According to the pump of the present invention as described above, even when the pump for pressure feeding is used, the sealing material can be eliminated, and a high viscosity liquid can be obtained without using the pump for pressure feeding. There is an effect that the liquid can be ejected, and even if the liquid is extremely small, it can be ejected with high precision.

[Brief description of drawings]

FIG. 1 is a schematic configuration diagram showing a system using a pump according to an embodiment of the present invention.

FIG. 2 is a vertical sectional view showing a drive unit of the pump of the embodiment.

FIG. 3 is a vertical sectional view showing a pump portion of the pump of the embodiment.

FIG. 4 is an explanatory view showing the operation of the pump section of the above-mentioned embodiment.

5 is an explanatory diagram showing a continuation of the operation of FIG. 4. FIG.

FIG. 6 is a schematic configuration diagram showing a system using a pump of a modified example of the invention.

FIG. 7 is a vertical cross-sectional view showing a pump portion of the pump of the modified example.

[Explanation of Codes] 1 Pump 2 Drive part 3 Pump part 5 Controller 7 Liquid 14 1st cylinder 15 2nd cylinder 16 3rd cylinder 20 1st piston 21 2nd piston 22 3rd piston 23 1st coil spring 24 2nd coil Spring 25 Third coil spring 30 Container 35 Discharge port 35A Abutment face 36 Valve seat 36A Abutment face 40 Valve rod 40A Abutment face 42 Discharge port opening / closing valve 43 Discharge pipe 43A Groove hole 44 Discharge member 46 Liquid supply part 47 Valve pipe 47A Groove hole 48 Opening / closing member 48A Contact surface 49 Supply part opening / closing valve 58 Drive mechanism 70 Container 71 Pipe 72 Holding plate 73 Holding plate 74 Stay

Claims (3)

[Claims] 1. A container having a discharge port for discharging a liquid,
A discharge port opening / closing valve that is arranged in the container to open and close the discharge port; a discharge member that is arranged in the container and is arranged concentrically outside the discharge port opening / closing valve to discharge the liquid; A supply part opening / closing valve, which is arranged inside and concentrically outside the discharge member and opens / closes a liquid supply part communicating with the discharge port from the inside of the container, and the discharge port opening / closing valve, the discharge member and the supply part A pump comprising: a drive mechanism that drives each of the on-off valves by a predetermined operation. 2. The pump according to claim 1, wherein the discharge port opening / closing valve and the supply section opening / closing valve are provided with a contact surface formed into a convex spherical surface and a discharge port formed in a concave tapered surface and a liquid supply section.

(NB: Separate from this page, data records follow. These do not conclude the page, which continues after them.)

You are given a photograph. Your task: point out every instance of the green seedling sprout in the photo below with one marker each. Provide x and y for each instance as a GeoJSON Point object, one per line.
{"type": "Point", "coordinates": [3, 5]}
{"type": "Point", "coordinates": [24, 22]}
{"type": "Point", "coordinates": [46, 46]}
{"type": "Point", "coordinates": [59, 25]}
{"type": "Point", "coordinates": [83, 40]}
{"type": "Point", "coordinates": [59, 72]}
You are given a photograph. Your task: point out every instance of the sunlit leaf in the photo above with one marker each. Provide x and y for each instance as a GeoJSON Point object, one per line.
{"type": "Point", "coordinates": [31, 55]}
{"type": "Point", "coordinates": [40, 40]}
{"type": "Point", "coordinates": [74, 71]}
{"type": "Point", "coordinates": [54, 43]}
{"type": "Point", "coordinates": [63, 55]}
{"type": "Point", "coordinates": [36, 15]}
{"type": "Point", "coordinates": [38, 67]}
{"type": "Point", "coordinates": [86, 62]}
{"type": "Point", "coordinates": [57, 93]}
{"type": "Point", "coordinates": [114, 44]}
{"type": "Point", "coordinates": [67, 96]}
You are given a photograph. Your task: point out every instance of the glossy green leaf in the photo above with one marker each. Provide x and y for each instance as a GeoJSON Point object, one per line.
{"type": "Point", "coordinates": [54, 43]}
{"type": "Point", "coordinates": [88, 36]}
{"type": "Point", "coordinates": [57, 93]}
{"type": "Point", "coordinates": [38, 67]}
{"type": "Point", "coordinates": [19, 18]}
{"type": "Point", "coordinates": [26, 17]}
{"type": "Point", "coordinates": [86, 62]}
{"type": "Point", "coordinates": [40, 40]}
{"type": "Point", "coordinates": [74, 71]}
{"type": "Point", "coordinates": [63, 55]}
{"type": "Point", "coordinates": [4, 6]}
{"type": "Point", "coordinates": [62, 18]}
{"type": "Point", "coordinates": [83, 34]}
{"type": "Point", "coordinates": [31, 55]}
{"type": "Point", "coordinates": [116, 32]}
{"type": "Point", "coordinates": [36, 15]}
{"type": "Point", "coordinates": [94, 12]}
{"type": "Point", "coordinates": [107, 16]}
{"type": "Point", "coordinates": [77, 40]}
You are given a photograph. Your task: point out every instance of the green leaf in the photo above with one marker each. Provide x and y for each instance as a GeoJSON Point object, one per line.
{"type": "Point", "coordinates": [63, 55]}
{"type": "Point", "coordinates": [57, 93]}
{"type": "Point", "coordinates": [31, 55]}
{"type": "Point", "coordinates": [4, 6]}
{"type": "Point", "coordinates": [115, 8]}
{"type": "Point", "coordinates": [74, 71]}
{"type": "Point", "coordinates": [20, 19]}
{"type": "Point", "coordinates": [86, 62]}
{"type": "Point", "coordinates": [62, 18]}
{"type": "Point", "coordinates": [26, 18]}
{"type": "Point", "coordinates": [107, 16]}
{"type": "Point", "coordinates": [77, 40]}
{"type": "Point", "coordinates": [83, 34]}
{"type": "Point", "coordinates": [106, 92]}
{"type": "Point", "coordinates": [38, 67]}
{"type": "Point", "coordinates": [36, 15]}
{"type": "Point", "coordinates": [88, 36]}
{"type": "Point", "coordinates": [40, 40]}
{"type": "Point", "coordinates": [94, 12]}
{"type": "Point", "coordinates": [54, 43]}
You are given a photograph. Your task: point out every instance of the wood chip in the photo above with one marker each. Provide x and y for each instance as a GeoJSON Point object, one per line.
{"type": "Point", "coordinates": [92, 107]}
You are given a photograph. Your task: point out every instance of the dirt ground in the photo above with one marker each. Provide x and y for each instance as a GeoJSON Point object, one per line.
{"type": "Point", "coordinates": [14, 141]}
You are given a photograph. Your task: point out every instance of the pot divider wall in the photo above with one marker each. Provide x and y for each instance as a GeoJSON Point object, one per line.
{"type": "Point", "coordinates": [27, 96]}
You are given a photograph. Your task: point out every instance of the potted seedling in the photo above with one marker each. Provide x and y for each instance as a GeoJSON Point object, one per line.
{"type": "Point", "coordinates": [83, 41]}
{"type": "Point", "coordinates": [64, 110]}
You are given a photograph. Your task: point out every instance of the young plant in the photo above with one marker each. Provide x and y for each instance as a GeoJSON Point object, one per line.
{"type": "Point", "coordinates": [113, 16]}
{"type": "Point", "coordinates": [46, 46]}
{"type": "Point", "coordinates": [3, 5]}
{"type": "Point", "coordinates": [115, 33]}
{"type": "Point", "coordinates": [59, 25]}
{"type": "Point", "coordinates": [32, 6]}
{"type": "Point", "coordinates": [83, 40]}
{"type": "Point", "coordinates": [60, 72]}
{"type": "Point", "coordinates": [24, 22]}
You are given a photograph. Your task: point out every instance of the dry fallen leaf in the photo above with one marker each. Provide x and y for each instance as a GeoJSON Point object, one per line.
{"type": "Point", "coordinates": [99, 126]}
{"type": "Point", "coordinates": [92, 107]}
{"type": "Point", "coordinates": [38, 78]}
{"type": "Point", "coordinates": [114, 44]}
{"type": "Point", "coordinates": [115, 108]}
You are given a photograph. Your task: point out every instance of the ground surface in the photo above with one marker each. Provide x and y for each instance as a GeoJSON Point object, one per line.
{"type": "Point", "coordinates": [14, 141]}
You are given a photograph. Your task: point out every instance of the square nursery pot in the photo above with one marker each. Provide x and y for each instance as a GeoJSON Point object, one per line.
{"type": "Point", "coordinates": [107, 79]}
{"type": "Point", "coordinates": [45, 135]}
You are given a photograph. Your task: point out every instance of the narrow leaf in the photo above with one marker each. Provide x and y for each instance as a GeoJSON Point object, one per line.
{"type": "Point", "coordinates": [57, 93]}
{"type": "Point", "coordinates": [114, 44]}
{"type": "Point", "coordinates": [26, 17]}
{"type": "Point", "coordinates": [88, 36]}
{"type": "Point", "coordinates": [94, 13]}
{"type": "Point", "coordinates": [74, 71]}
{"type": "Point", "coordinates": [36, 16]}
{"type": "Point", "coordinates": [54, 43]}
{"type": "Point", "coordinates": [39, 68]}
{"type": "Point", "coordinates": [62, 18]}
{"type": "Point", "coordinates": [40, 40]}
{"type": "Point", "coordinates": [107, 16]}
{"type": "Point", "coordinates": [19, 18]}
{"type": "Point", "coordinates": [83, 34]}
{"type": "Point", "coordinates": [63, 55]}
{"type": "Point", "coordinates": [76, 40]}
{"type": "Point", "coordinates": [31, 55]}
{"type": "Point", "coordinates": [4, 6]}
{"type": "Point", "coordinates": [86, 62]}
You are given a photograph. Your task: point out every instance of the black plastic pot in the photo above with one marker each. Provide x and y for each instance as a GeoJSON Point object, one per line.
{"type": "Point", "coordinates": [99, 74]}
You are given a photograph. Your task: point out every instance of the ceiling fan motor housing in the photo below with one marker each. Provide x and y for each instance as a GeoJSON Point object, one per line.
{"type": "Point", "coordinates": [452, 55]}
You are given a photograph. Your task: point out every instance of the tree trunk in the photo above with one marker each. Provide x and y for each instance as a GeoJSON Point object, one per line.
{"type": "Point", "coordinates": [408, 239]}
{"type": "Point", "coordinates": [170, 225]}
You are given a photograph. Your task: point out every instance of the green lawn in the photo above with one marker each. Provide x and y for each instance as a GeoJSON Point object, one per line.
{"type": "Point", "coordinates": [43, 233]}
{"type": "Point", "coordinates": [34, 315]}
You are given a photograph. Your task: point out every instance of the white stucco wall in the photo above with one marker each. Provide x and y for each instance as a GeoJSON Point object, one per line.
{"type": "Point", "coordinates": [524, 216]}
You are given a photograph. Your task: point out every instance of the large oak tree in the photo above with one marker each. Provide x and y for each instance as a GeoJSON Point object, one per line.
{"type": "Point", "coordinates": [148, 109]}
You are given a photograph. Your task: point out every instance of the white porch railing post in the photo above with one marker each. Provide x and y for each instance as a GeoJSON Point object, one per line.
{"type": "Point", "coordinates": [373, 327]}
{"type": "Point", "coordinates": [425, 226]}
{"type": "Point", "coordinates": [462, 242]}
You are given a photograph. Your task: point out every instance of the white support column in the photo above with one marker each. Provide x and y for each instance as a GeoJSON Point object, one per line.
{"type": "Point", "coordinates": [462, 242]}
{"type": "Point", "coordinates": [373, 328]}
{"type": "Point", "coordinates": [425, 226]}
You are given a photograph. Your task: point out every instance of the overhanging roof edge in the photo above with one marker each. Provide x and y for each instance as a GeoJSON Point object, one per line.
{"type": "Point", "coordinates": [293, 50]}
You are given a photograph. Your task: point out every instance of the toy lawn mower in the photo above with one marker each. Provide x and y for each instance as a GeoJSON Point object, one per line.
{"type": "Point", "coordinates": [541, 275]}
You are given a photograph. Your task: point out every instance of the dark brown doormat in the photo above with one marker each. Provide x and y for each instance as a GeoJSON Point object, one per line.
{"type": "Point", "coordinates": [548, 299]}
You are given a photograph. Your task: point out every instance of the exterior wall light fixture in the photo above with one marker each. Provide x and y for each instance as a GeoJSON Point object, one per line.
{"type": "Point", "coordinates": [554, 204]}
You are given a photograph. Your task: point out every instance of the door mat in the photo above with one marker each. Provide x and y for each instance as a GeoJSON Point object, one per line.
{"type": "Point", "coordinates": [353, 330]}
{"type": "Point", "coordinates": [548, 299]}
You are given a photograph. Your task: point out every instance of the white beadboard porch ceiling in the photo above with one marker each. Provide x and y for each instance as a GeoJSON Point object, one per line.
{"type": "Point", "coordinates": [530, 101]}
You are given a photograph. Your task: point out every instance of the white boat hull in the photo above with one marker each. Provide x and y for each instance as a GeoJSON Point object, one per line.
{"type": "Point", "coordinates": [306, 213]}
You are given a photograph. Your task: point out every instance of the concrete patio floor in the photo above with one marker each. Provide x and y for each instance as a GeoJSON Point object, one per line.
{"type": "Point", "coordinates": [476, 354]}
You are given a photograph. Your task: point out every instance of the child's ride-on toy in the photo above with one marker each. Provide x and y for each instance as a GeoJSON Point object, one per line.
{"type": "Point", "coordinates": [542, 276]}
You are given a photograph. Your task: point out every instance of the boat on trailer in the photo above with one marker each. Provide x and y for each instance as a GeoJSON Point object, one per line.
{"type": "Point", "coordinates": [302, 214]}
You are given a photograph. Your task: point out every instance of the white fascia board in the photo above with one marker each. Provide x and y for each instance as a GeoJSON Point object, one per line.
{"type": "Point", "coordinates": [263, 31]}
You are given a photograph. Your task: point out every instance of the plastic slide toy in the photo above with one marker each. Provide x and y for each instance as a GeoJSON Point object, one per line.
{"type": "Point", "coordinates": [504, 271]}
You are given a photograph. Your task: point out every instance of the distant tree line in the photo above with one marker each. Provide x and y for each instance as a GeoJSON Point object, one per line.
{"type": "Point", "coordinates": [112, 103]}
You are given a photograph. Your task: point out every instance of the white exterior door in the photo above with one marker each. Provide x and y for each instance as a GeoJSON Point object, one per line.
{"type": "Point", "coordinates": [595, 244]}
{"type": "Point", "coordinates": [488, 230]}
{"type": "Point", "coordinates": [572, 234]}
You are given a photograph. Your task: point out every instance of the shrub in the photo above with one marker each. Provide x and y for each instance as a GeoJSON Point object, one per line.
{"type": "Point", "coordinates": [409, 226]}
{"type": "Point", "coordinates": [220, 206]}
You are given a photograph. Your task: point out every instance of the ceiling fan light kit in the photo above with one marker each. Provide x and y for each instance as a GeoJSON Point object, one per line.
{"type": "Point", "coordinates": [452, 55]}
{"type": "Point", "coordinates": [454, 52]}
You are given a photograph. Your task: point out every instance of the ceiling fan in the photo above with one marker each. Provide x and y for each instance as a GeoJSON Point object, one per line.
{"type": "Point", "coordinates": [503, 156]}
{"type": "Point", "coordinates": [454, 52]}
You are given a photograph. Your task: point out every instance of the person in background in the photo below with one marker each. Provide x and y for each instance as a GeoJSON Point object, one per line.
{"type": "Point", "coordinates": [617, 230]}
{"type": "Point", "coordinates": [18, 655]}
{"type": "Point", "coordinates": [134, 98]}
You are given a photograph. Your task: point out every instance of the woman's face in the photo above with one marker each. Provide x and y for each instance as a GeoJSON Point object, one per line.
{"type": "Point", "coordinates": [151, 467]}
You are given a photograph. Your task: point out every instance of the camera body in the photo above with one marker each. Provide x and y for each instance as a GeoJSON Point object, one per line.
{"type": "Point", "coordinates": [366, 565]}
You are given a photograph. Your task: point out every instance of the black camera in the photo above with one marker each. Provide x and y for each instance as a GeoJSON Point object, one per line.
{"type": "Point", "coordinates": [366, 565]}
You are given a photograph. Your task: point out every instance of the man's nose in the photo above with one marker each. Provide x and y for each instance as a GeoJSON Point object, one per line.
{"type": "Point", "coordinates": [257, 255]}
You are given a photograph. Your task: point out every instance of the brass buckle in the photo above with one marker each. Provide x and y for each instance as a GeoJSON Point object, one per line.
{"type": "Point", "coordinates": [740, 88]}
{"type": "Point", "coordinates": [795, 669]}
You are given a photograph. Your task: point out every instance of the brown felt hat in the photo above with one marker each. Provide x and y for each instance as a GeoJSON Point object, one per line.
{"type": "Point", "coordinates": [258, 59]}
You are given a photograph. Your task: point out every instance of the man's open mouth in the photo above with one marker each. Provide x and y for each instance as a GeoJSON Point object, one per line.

A pump which is configured to open and close the discharge port and the liquid supply unit by coming into contact with and separating from the contact surface. 3. The pump according to claim 1, wherein
The discharge port on-off valve and the discharge member and the discharge member and the supply part on-off valve are in sliding contact with each other, and at an intermediate portion of the discharge member and the supply part on-off valve arranged in the container. A pump is characterized in that holes are formed, and the insides of the discharge member and the supply part opening / closing valve are communicated with the inside of the container through these holes.